Cairo: The suave, silver-haired Zahi Hawass, Egyptologist and secretary-general of the Supreme Antiquities Council, Egypt, counter-part of the Archaeological Survey of India, is the pop icon of heritage infotainment. He spoke to Narayani Ganesh.
Your team identified the 3,500-year-old mummy of Egypt’s female Pharaoh Hatshepsut in June 2007 after a year’s research. Wasn’t your earlier premise different?
I was convinced then that the unidentified smaller mummy preserved in a sarcophagus inscribed with the name of Sitre-In, her wet nurse – found in tomb KV60 in the Valley of the Kings, Luxor, and stored on the third floor of the Cairo Museum – was that of the New Kingdom 18th dynasty pharaoh, Hatshepsut, who ruled Upper and Lower Egypt for 20 years during the golden age. However, everything changed when i focused on the second unidentified mummy of an obese woman that was found and left on the floor of tomb KV60. Howard Carter first accessed the tomb in 1903 and lost interest in the two mummies, as he found no treasures there. (Carter went on to discover king Tutankhamun’s undisturbed tomb in 1922, a treasure trove.)
The smaller mummy was moved to Cairo Museum in 1907 and forgotten. Rediscovering it, i’d thought that this could be Hatshepsut. I said as much in my lecture last year. I was terribly wrong.

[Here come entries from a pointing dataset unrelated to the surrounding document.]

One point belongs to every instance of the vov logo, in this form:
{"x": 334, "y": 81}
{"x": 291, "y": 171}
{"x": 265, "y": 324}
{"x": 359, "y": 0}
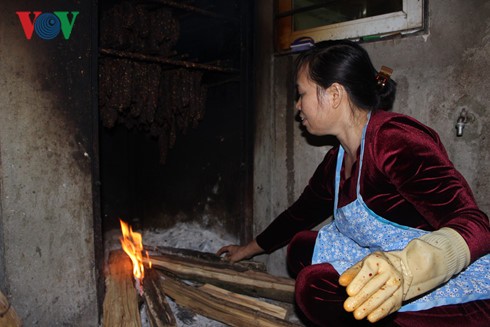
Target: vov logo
{"x": 47, "y": 25}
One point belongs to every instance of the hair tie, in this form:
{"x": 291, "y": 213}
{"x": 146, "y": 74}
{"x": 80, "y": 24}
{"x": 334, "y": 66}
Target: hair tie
{"x": 383, "y": 76}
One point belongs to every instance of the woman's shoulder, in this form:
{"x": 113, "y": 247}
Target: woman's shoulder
{"x": 389, "y": 124}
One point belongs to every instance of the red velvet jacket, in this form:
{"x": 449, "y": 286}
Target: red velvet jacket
{"x": 406, "y": 177}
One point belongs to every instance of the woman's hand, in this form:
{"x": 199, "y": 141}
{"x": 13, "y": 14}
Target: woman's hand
{"x": 378, "y": 284}
{"x": 235, "y": 253}
{"x": 374, "y": 286}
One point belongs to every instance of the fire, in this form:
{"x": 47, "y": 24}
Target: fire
{"x": 132, "y": 244}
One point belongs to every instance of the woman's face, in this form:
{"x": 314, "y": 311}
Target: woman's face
{"x": 314, "y": 109}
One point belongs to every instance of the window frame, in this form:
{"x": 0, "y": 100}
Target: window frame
{"x": 410, "y": 20}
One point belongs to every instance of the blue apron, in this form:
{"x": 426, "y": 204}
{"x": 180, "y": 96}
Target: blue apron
{"x": 356, "y": 231}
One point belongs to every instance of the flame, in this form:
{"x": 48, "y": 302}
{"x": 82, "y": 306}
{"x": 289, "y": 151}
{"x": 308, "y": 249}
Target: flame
{"x": 132, "y": 244}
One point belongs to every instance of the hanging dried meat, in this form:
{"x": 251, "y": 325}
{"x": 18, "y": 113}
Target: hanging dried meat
{"x": 142, "y": 95}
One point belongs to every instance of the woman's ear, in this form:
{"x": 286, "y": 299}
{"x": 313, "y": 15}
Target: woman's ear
{"x": 337, "y": 93}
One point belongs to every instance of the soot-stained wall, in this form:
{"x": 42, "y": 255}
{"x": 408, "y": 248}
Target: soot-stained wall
{"x": 49, "y": 230}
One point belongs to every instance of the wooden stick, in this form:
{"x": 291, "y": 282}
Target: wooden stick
{"x": 217, "y": 308}
{"x": 8, "y": 316}
{"x": 159, "y": 312}
{"x": 121, "y": 299}
{"x": 239, "y": 280}
{"x": 247, "y": 301}
{"x": 206, "y": 258}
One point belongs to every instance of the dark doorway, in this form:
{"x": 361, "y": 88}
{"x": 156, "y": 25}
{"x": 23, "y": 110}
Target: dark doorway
{"x": 175, "y": 111}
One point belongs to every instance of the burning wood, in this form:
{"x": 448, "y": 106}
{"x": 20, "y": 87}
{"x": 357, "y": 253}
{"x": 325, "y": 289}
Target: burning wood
{"x": 218, "y": 307}
{"x": 171, "y": 267}
{"x": 132, "y": 244}
{"x": 230, "y": 276}
{"x": 121, "y": 299}
{"x": 159, "y": 312}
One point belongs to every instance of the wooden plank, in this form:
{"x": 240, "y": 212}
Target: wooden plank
{"x": 217, "y": 308}
{"x": 206, "y": 258}
{"x": 236, "y": 279}
{"x": 157, "y": 307}
{"x": 247, "y": 301}
{"x": 120, "y": 308}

How did you identify the obese mummy on the floor as that of the female pharaoh?
Thanks to science, technology and archaeological expertise, and a dedicated team of Egyptologists, radiologists, CT and MRI specialists, orthodontic and molecular genetics experts, and state-of-the-art facilities afforded by Discovery channel’s $5 million DNA testing laboratory set up in Cairo Museum, the one-year search for Hatshepsut’s mummy culminated in the accurate identification.
The clinching factor was the loose tooth found in a box containing viscera and inscribed with her name. This is the most important discovery after that of king Tutankhamun’s tomb in the Valley of the Kings.
Why?
Because Hatshepsut disappeared from records once her stepson Tuthmose III became pharaoh. It was believed he took revenge on his stepmother for having usurped the throne for two decades.

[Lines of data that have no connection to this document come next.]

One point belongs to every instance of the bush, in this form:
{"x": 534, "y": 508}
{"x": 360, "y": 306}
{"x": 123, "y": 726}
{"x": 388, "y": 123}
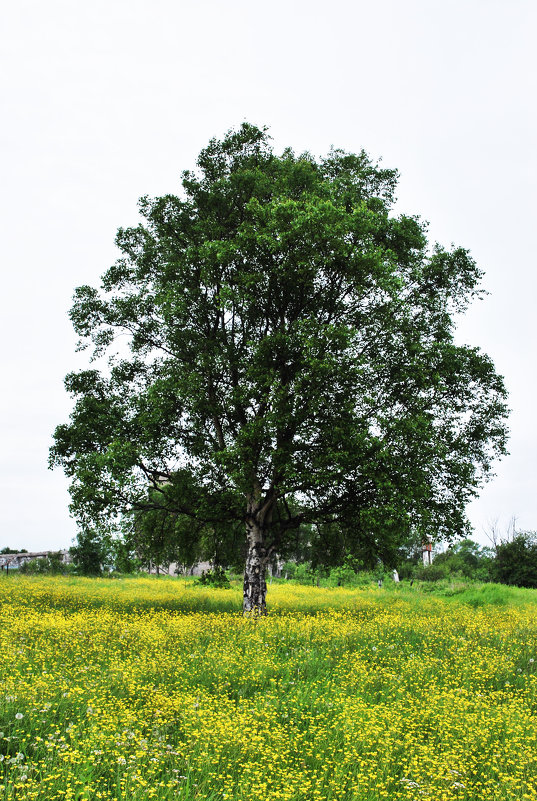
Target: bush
{"x": 516, "y": 561}
{"x": 214, "y": 578}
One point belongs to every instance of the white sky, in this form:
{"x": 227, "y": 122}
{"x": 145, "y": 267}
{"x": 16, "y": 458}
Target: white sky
{"x": 109, "y": 100}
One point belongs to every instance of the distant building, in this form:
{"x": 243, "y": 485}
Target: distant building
{"x": 16, "y": 560}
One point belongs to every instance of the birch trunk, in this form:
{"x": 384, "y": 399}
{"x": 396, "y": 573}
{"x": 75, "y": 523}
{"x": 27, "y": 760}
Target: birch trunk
{"x": 255, "y": 585}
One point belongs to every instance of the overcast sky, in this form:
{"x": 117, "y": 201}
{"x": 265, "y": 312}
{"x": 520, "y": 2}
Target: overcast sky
{"x": 109, "y": 100}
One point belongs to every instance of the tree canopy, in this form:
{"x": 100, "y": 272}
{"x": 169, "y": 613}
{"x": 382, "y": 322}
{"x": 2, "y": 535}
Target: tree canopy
{"x": 291, "y": 361}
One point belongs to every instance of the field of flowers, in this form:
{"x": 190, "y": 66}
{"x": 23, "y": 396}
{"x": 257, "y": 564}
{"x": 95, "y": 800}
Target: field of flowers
{"x": 145, "y": 688}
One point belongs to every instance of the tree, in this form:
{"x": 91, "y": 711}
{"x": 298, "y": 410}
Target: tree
{"x": 291, "y": 362}
{"x": 516, "y": 560}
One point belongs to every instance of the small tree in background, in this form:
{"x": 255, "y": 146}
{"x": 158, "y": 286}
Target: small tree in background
{"x": 516, "y": 560}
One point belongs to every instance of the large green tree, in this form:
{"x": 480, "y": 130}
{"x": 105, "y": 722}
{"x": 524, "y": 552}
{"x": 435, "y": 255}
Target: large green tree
{"x": 291, "y": 361}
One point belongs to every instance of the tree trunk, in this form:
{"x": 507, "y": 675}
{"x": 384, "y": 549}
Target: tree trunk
{"x": 258, "y": 517}
{"x": 255, "y": 585}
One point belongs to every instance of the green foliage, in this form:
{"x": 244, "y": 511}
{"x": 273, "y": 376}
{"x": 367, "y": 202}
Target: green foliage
{"x": 292, "y": 366}
{"x": 215, "y": 577}
{"x": 516, "y": 561}
{"x": 46, "y": 565}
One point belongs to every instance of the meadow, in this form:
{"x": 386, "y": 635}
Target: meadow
{"x": 155, "y": 688}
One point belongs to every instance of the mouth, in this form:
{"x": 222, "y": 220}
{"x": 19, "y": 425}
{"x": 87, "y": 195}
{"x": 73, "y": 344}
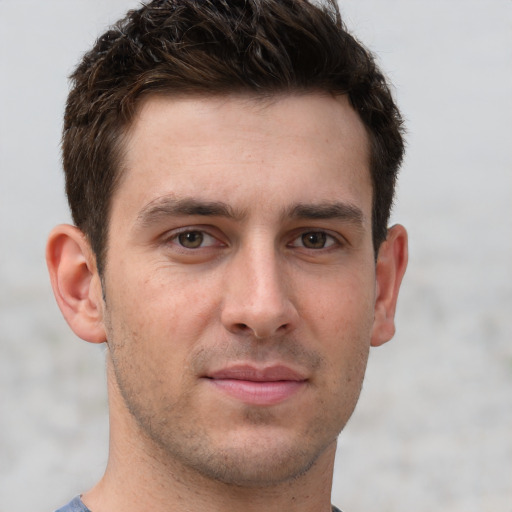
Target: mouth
{"x": 258, "y": 386}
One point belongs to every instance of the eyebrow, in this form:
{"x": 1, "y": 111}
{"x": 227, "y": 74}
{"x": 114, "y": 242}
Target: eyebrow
{"x": 337, "y": 210}
{"x": 169, "y": 206}
{"x": 165, "y": 207}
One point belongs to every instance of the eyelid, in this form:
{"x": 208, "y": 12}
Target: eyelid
{"x": 172, "y": 236}
{"x": 338, "y": 239}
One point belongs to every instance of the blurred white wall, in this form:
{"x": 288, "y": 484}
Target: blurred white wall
{"x": 433, "y": 430}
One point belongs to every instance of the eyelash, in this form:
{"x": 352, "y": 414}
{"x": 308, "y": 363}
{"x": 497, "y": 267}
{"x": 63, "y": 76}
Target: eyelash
{"x": 330, "y": 240}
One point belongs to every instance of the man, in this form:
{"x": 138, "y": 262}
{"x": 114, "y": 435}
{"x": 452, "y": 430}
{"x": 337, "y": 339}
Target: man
{"x": 230, "y": 169}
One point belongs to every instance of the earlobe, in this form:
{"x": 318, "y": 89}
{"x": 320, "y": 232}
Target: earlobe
{"x": 391, "y": 265}
{"x": 75, "y": 282}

This was confusing since some inscriptions bear her name and during her reign her stepson held the important post of commander of the army. Now we know Hatshepsut wasn’t murdered – DNA tests show she was 50 years old, ill with diabetes, osteoporosis and bad teeth, and she probably died of blood cancer. The obliteration attempts were more likely directed at erasing memory of Hatshepsut’s pure royal lineage (only women carried forward royal bloodline) to ensure that Tuthmose III’s progeny – from a non-royal line – carried on as pharaohs.